The idea: cut out all processed foods, sugars, grains, dairy, legumes, additives and alcohol and for 30 days straight focus exclusively on vegetables, fruit and protein. The plan itself isn’t sustainable forever (I will sorely miss yogurt and wine) and it’s not supposed to be: it’s supposed to be 30 days of mindful eating intended to retrain your body to crave real, nutritious food, not the sugary stuff with the emotional pull. If you’ve ever said to yourself like I have: “I’m hungry … but not hungry for an apple,” then you know what I’m taking about.
I read the book cover to cover this past week, while eating a Whole30 compliant meal of cabbage, bacon and tilapia … and white wine. Ok, so not completely complaint.

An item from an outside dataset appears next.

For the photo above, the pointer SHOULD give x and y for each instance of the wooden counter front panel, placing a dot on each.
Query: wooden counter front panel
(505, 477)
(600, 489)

As the authors claim: “It will change the way you think about food, it will change your tastes, it will change your habits and your cravings. It could, quite possibly, change the emotional relationship you have with food, and with your body. It has the potential to change the way you eat for the rest of your life.”
Most importantly, this plan comes with a specific set of rules — cans and cannots that make food choices black and white. While I wouldn’t want to restrict my food choices indefinitely, I am open to the idea of doing it for 30 days starting April 25 and seeing where it gets me. Maybe it helps me trim down for my dress fitting. Maybe it introduces me to some new vegetables. Maybe it simply slows down the amount of junk I put in my body without realizing it. I don’t think this meal plan is a cure-all, but I’m looking for some new rules to follow, so why not give it a try?
They say it’s easier with friends. Who’s with me?